O governo tem que atuar em três frentes. As medidas do governo precisam garantir: que haja um nível de renda (mais alto do que está sendo feito); que as empresas não quebrem, para que a recuperação seja rápida; que as pessoas fiquem em casa. Ficar em casa agora e ter uma pandemia com menos efeitos para o sistema de saúde é muito melhor para uma recuperação econômica. Se você resolver liberar tudo para evitar uma queda no curtíssimo prazo, na verdade a queda de longo prazo tende a ser muito maior.

Como a retração do PIB deve chegar na população? Que efeitos serão mais sentidos?
EMERSON MARÇAL Já está chegando. Vai aumentar o desemprego, vai haver redução do salário. Estamos em uma situação em que pelo menos o Brasil não está fazendo o trampolim inflacionário. A autoridade monetária está fazendo um bom trabalho, então esse canal de inflação não vai vir.

O que vai vir é o canal da atividade. Basicamente: desemprego, redução de salários, redução de atividade, menores vendas etc. Esse canal de atividade vai ser o principal que as pessoas vão sentir. O número ainda não foi divulgado, mas já houve um aumento do desemprego e uma queda da renda.

ESTHER DWECK Não garantindo renda, deixando as empresas quebrar e deixando haver demissão, a retomada é muito mais lenta posteriormente. As pessoas acham que você pode desligar a economia e religar; não é verdade. Se a economia for desligada de forma não organizada, e muitas empresas forem quebrando, fechando ou demitindo, você demora a recontratar, a reabrir as empresas. É muito mais lenta a recuperação, o que faz com que a queda da economia seja muito mais forte, porque você não tem só a queda naquele período em que você está paralisando a produção; você vai ter uma queda posterior mesmo quando a economia voltar e forem retiradas as medidas de isolamento social. As pessoas vão estar com menos renda, menos demanda, e menos empresas vão estar abertas; isso tudo se espalha por um período maior.

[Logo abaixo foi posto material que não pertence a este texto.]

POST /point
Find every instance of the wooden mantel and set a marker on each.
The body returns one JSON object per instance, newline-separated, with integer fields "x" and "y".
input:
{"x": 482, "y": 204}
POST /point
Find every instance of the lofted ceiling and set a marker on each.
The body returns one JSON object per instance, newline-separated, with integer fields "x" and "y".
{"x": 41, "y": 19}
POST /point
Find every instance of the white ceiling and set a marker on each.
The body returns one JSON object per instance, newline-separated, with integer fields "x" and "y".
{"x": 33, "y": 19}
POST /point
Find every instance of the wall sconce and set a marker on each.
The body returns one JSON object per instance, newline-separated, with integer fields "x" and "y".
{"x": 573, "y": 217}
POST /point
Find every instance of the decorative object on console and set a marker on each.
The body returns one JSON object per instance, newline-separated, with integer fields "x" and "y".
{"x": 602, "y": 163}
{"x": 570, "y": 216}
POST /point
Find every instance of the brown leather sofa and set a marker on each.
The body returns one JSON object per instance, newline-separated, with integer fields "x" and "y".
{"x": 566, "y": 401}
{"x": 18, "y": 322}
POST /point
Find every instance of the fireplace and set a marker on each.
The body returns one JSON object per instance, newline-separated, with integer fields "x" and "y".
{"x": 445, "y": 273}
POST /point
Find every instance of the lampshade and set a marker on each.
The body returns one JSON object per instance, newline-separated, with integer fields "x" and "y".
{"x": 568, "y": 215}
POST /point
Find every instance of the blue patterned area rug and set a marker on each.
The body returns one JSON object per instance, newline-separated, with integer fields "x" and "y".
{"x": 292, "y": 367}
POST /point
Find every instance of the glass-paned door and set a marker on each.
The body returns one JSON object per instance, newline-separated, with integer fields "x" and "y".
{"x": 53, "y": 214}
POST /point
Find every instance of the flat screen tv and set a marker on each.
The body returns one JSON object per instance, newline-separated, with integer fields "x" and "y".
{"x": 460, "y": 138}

Além disso, essa crise tem um caráter mais grave para o fato de afetar principalmente setores de serviço. Porque o setor de serviços no Brasil tem uma participação de emprego superior a dos demais. A indústria extrativa, por exemplo, vai sofrer também; porém, é uma indústria que emprega pouca gente no Brasil, enquanto serviços é onde está boa parte da população empregada. E é o setor que vai ser mais afetado pela crise. Nesse sentido, ela é uma crise que tende a gerar um desemprego muito grande se não for feito nada para contrabalançar.